Menurut Duwairi, skenario Israel dimulai dengan mengusir penduduk dari Gaza utara, kemudian dari kamp-kamp pengungsi di wilayah tengah, dilanjutkan dengan Dair al-Balah, lalu kawasan barat Khan Younis dan al-Mawasi, hingga akhirnya mendorong mereka ke selatan, tepatnya ke sekitar poros Morag dan timur Rafah.
Di kawasan inilah, tambahnya, sudah mulai dibicarakan pembangunan 100.000 tenda penampungan.
Dari sisi militer, Duwairi menegaskan, perlawanan tidak mungkin menyerahkan para tawanan maupun senjata mereka.
Sebab, jika itu dilakukan, mereka tidak akan memiliki modal untuk melanjutkan perundingan apa pun.

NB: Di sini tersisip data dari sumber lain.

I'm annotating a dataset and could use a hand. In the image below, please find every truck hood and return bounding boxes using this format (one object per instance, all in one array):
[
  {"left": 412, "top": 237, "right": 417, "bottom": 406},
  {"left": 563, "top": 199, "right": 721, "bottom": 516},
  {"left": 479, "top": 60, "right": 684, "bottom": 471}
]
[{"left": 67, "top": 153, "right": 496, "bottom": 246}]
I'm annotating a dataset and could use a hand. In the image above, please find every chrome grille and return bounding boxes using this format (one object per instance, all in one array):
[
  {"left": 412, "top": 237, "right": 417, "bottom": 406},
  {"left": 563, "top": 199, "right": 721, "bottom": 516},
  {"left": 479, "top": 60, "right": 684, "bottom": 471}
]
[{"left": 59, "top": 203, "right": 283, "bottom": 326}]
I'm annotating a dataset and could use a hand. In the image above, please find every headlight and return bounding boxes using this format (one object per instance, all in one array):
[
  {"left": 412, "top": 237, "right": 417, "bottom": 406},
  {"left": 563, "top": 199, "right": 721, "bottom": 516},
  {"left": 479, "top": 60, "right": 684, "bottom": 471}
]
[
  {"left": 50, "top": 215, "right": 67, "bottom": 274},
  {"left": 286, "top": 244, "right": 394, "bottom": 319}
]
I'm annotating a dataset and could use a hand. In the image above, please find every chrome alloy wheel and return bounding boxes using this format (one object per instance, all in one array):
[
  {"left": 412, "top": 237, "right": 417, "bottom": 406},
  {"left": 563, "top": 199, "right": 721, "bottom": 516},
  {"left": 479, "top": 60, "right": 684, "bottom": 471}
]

Lebih dari itu, tidak ada jaminan atau penjamin yang bisa dipercaya bahwa Israel akan berhenti mengusir penduduk bila Hamas menyerahkan senjata dan tawanan.
Menanggapi pernyataan Warrick mengenai “kekalahan Hamas”, Duwairi mengingatkan bahwa tidak ada pihak yang akan berunding dengan pihak yang benar-benar kalah.
Ia mencontohkan, Jepang dan Jerman pada Perang Dunia II menyerah tanpa ada proses negosiasi setelah kalah total.
AS pun menarik diri tanpa perundingan ketika kalah di Vietnam, Irak, dan Afghanistan.
“Oleh karena itu, tidak bisa disebut sebuah pihak kalah selama mereka masih bertempur,” ujarnya.
Meski diakui bahwa kekuatan militer perlawanan terbatas, Duwairi menekankan bahwa mereka tidak bisa dikatakan kalah.
“Karena inti dari kemenangan atau kekalahan dalam perang apa pun terletak pada keberlanjutan perlawanan itu sendiri,” tegasnya.